After I posted a link to Gay Pimp’s (Jonny McGovern‘s) “Soccer Practice” video on my X blog (here; note that this is X-rated territory), an appreciative friend sent along a link to Cazwell’s video “Ice Cream Truck” (Luke Cazwell, né Lucas Cazuela). Two outrageous fags doing white rap in a street-black style to a gay-disco beat. Tremendously unsubtle, campy, and also gay-affirming and often joyous.
Cazwell managed to get one of his videos (available for viewing here, with music that is, like McGovern’s, easily available on CD), “All Over Your Face” — yes, it means just what you think it does — banned from the LOGO channel. It has the memorable lyrics:
I masturbated till my K-Y faded [unnh] … I’m exhausticated
Exhausticated is the point at hand — a piece of “exuberant morphology”, playing on exhausted and exploiting that extra morphological material to go beyond it (as well as to make the line scan): if you’re exhausticated, you’re thoroughly exhausted.
You don’t have to be black or in a black persona. You could just be a woman pleased that she’s home from a trip but exhausticated.
Of course, you can get exhausticated out dancing at a club, and lots of folks seem to.

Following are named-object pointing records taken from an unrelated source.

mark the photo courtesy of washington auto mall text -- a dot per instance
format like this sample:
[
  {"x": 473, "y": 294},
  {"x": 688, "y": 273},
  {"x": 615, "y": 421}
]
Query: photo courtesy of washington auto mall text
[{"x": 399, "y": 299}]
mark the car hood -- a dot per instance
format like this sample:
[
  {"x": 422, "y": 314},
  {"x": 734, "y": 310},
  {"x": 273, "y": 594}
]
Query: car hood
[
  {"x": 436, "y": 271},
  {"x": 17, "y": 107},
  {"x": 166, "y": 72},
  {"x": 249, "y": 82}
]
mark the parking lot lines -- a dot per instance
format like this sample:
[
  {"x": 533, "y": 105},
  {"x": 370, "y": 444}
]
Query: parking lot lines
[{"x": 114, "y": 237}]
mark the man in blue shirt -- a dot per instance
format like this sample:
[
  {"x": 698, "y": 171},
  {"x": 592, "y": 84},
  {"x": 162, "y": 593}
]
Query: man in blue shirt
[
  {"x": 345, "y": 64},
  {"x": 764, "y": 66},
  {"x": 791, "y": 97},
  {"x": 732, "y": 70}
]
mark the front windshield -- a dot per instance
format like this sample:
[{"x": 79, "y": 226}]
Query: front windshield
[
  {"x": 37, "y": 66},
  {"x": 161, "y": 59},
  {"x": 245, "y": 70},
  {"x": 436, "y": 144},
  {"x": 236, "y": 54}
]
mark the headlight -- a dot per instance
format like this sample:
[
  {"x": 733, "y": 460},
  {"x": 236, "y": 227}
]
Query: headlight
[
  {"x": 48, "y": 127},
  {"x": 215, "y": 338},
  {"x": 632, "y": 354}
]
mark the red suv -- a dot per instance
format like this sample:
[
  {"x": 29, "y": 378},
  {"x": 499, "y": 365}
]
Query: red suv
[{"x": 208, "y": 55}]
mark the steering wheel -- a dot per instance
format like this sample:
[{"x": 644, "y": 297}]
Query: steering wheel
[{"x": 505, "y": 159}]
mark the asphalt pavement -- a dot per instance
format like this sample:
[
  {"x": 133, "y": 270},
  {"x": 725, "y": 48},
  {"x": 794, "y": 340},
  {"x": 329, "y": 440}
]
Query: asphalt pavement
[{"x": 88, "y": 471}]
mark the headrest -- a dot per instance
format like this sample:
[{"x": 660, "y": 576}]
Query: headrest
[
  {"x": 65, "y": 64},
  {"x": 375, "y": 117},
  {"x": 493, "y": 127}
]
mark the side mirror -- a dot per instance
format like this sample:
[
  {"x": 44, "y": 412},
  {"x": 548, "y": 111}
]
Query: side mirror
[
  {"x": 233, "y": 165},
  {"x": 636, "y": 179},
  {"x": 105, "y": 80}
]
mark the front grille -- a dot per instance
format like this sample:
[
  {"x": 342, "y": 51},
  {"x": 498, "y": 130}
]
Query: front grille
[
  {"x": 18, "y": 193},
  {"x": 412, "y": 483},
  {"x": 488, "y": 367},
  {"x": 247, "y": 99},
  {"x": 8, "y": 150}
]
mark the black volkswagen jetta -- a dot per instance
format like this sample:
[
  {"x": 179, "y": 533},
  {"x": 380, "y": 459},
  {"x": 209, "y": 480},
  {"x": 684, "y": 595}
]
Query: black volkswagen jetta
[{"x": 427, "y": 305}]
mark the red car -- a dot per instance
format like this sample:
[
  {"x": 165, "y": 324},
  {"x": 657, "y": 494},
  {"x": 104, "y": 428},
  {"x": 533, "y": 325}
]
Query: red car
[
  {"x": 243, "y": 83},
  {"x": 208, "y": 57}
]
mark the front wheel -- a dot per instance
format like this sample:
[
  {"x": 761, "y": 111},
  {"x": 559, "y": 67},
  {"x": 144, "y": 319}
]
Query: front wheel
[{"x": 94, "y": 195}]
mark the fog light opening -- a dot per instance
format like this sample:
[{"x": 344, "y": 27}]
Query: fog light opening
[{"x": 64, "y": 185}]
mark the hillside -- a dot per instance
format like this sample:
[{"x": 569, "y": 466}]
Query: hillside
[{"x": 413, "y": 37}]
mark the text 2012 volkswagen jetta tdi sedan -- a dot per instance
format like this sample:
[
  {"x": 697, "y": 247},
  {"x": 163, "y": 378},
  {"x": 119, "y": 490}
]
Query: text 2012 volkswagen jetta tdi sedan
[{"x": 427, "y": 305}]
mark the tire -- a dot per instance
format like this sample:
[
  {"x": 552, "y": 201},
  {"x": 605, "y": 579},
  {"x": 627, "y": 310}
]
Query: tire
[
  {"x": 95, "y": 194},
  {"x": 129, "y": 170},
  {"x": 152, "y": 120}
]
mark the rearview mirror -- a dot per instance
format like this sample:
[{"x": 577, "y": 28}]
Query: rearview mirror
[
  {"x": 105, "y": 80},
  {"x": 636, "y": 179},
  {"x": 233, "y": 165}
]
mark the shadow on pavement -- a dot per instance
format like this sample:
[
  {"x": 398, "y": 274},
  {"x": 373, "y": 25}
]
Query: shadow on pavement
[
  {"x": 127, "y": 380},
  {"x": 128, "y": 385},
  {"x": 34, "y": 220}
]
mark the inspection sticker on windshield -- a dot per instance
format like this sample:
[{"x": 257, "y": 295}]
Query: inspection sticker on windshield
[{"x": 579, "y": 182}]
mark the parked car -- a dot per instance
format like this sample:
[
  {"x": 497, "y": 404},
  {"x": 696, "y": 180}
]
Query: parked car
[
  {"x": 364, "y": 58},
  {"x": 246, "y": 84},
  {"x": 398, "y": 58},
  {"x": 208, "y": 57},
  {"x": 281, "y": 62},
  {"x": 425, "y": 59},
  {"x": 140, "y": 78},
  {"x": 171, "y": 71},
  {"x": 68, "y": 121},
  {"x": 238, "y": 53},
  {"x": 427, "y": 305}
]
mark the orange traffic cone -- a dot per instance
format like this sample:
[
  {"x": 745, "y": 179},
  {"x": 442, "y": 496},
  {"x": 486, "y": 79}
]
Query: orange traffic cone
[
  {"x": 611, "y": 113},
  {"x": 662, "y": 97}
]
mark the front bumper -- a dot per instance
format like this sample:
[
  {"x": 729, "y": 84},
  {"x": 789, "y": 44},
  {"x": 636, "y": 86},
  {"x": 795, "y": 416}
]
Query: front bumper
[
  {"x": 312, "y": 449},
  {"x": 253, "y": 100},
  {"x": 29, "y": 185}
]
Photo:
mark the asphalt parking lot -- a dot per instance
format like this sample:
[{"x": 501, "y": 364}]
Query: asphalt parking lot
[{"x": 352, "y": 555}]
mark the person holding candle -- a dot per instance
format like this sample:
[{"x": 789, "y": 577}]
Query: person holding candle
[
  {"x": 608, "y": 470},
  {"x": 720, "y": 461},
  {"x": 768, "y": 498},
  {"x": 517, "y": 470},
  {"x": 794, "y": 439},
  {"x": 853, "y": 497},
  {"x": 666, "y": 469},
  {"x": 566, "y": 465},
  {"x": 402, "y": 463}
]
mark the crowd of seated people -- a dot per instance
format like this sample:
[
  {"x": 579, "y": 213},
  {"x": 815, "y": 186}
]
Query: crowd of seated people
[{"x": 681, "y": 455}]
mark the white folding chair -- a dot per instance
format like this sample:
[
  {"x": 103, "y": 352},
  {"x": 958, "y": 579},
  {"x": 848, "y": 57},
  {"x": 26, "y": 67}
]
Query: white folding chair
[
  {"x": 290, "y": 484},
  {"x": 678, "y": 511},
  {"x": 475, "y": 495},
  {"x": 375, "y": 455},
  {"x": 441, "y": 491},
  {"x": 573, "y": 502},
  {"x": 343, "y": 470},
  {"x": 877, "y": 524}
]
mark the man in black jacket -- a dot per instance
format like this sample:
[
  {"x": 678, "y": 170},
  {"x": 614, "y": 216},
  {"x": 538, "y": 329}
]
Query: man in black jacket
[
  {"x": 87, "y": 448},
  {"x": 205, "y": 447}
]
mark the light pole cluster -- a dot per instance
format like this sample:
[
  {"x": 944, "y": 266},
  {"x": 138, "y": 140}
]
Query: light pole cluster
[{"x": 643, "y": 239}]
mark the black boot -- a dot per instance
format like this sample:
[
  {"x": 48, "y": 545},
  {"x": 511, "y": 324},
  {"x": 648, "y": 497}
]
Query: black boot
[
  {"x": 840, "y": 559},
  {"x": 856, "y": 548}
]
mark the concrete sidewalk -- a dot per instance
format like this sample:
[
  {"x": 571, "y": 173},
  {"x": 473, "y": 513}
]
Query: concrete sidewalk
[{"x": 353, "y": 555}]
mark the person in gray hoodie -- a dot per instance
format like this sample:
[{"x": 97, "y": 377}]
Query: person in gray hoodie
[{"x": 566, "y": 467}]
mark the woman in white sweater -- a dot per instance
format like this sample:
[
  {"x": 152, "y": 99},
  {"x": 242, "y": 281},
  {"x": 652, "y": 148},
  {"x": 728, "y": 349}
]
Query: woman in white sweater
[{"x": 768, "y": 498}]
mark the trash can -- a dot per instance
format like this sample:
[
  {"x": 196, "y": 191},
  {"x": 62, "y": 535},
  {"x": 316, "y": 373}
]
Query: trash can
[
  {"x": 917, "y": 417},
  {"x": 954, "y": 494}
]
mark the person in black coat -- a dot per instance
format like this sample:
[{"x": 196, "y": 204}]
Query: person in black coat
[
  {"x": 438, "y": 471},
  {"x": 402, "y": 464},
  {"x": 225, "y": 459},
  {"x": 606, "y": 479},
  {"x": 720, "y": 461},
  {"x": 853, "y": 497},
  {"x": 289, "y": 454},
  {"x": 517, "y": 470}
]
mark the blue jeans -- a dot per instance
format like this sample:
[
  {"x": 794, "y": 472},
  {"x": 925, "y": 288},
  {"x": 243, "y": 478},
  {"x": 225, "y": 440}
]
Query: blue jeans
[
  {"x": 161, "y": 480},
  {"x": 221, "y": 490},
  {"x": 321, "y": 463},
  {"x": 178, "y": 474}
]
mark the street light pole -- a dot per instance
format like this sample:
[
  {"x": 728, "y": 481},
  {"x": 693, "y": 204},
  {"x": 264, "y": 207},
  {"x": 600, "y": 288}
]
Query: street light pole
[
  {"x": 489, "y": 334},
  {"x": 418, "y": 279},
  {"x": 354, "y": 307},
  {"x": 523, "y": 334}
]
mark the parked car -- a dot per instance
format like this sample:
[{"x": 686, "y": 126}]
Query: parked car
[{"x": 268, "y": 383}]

Exuberant morphology is stereotypically assigned to blacks and rustics, and to the “uneducated” more generally, where it’s taken to be a sign of ignorance in combination with a desire to “rise above one’s station” — and is therefore, like malapropisms and hypercorrections as a group, laughable. Flusticated for flustered and conversate for converse are often cited as examples.
But even if exuberant morphology sometimes has its roots in these motives, it can also originate as creative wordplay, and whatever its origins, can spread for its affective value and its value as a mark of membership in a social group. (It’s a mistake to think that knowing what people say leads you right to knowing why they say it.) In fact, people are often willing to try to explain the details of how flusticate is different from fluster, conversate from converse, and exhausticate from exhaust. And to try to say who uses these non-standard items in what contexts, though that’s an even harder task than saying what they convey.